I did replace other items and I am surprised at how much better it does print. The most surprising is the extruder motor. In trying to trouble shoot my extruder problems, I ordered some stepper motors but in my haste, I ordered the wrong type. Instead of a 42-40 style, I had ordered a 42-23 which is smaller and lighter stepper but still has the same mounting and shaft as the 42-40. I thought I would give it a shot due to being lighter on the Z axis. So far so good. I also purchased an all metal extruder. It also appears to be performing well.

Now on to repairing my Sunhokey Prusa I3 that I tried to set aflame!


ya the hotends vary for sure. I upgraded the PTFE on the Ender 3 and the way it went into that hotend it was compressed between the heatblock and a spacer placed below the PTFE fitting.
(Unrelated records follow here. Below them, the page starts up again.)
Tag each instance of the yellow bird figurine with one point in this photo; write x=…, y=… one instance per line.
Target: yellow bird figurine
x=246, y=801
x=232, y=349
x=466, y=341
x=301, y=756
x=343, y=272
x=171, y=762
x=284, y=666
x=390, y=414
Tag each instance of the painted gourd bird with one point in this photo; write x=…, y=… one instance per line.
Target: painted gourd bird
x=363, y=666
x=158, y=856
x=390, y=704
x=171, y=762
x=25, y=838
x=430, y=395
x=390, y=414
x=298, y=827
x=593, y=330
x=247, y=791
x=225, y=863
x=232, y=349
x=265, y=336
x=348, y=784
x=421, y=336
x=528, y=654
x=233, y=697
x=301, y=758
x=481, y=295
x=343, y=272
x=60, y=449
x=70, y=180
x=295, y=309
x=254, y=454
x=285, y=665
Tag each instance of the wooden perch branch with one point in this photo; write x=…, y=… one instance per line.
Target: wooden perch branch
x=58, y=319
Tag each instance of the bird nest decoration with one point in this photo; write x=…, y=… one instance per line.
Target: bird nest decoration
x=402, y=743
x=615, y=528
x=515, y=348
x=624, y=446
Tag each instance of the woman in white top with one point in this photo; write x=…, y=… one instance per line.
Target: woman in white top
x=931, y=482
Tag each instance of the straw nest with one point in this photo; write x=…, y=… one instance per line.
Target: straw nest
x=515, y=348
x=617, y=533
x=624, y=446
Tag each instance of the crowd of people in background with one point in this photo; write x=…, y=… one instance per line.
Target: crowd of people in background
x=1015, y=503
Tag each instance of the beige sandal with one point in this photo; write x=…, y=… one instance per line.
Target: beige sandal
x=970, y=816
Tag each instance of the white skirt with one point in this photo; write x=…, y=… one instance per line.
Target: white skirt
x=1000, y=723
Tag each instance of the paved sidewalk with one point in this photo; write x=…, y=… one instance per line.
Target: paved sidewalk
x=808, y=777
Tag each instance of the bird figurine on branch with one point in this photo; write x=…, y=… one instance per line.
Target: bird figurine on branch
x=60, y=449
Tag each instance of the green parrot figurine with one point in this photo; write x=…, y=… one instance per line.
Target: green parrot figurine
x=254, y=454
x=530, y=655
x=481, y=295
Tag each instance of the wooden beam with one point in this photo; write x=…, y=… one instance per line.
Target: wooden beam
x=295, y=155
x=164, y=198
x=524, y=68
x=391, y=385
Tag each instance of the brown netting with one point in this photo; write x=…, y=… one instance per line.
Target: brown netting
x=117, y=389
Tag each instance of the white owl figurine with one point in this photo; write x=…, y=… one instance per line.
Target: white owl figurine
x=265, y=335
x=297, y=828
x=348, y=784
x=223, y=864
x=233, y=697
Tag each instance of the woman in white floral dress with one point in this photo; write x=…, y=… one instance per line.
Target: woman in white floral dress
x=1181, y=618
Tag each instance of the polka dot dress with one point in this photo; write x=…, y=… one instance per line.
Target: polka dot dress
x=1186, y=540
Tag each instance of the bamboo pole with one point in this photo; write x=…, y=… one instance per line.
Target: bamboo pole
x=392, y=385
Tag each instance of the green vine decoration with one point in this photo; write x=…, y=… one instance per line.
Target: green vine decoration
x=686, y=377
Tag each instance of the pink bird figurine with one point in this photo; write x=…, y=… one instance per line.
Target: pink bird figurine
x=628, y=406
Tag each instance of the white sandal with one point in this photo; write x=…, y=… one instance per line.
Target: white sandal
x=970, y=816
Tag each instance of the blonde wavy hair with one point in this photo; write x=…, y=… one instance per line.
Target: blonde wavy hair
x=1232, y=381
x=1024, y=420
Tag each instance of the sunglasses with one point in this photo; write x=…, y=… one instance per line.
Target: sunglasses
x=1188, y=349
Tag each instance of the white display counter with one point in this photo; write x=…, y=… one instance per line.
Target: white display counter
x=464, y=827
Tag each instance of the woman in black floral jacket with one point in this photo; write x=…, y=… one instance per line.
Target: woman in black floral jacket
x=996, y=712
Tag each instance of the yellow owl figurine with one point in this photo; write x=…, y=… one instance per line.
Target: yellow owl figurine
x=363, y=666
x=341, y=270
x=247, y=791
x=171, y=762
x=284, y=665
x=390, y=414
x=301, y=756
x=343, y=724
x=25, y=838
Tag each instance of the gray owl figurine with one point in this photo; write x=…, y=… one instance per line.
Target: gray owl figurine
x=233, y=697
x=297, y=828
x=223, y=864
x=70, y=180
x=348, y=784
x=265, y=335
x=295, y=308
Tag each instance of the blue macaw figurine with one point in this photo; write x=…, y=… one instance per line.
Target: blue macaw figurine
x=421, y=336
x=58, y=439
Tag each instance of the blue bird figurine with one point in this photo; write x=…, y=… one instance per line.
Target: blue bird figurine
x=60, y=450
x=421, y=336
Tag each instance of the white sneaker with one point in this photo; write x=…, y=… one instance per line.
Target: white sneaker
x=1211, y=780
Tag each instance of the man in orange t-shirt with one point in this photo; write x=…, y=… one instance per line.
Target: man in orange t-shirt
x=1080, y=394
This prevents the fitting from being a problem and lets you remove the bowden tube from the fitting without opening up your hotend.
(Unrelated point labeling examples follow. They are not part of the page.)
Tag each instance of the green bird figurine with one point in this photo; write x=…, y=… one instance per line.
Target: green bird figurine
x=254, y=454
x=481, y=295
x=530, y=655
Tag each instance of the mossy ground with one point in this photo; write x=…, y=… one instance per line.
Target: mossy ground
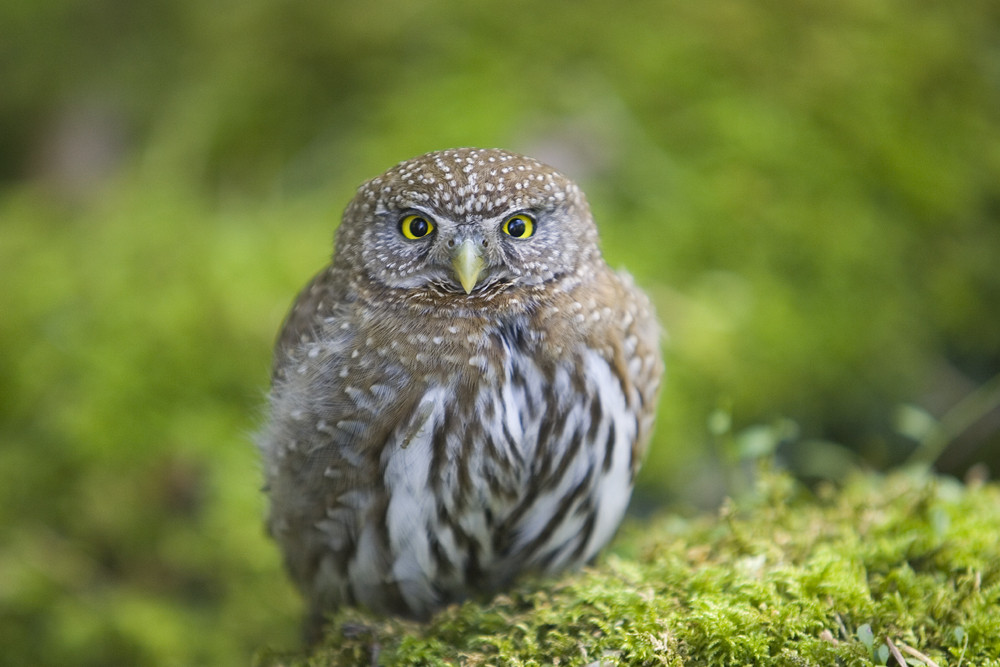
x=809, y=192
x=787, y=577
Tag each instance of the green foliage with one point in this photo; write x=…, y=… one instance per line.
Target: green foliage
x=782, y=578
x=809, y=192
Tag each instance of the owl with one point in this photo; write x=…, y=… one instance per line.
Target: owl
x=463, y=395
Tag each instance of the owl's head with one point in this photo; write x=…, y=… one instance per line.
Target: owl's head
x=468, y=222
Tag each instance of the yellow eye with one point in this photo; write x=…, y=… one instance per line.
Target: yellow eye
x=520, y=226
x=416, y=226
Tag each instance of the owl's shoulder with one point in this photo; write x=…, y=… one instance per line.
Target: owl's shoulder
x=321, y=301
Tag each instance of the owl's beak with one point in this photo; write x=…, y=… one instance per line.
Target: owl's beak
x=468, y=264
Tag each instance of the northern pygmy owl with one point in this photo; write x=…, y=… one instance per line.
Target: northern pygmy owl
x=464, y=394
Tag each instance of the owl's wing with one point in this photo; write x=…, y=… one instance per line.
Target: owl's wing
x=314, y=303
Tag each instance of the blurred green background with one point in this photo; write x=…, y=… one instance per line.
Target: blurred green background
x=809, y=191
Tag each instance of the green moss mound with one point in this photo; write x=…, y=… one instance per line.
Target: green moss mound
x=905, y=565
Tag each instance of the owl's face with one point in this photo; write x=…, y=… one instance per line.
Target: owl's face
x=467, y=222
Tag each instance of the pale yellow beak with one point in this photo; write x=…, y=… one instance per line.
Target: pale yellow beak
x=468, y=264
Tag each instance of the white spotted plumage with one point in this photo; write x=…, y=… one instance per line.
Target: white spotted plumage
x=428, y=441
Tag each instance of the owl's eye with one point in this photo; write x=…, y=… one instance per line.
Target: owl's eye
x=520, y=226
x=416, y=226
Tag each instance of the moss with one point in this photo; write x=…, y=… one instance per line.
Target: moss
x=785, y=577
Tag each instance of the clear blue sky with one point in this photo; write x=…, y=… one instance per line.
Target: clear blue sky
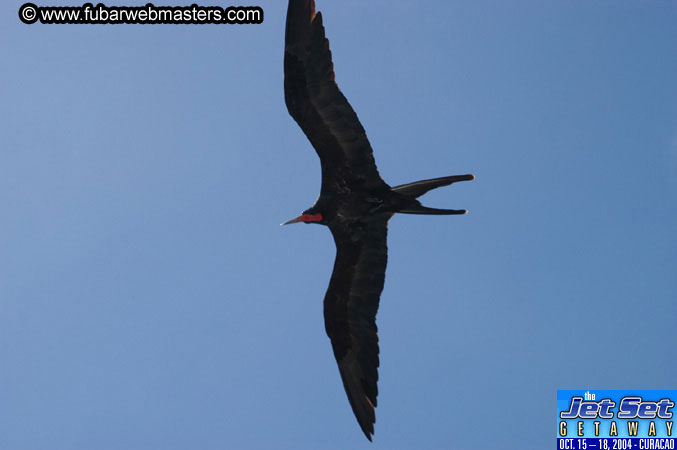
x=149, y=299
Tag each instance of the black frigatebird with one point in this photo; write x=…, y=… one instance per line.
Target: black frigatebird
x=354, y=202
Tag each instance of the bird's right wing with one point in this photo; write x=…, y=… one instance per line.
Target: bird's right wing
x=350, y=307
x=318, y=106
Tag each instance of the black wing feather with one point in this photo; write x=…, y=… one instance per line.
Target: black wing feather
x=350, y=307
x=318, y=106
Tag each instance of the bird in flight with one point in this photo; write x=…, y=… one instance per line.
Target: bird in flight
x=354, y=202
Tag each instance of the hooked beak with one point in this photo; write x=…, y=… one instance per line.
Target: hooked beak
x=289, y=222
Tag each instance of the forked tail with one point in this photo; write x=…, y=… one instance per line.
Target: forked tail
x=418, y=188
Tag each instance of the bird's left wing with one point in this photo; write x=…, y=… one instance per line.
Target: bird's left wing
x=318, y=106
x=350, y=307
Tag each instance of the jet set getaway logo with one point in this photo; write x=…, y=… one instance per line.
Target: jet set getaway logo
x=615, y=419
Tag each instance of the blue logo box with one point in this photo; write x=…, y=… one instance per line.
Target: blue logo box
x=616, y=419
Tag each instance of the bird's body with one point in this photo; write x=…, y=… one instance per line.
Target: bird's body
x=354, y=202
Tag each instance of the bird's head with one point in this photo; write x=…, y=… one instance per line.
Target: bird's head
x=312, y=215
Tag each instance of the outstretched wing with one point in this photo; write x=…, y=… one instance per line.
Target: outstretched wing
x=318, y=106
x=350, y=307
I once had a guy in Germany custom make a hotend for my MiniKossel where the PTFE tube went down to the top of the heat break. The idea was it was not going be subject to heat creap into the cold end but was still in the cold end so was able to handle higher temperatures. Worked really well but I’ve not seen anyone do something similar as they usually put it further back in the cold end.

Cool that you found your problem.


The newest fad is a bi-metal heat break. Not sure if it is better or just snake oil!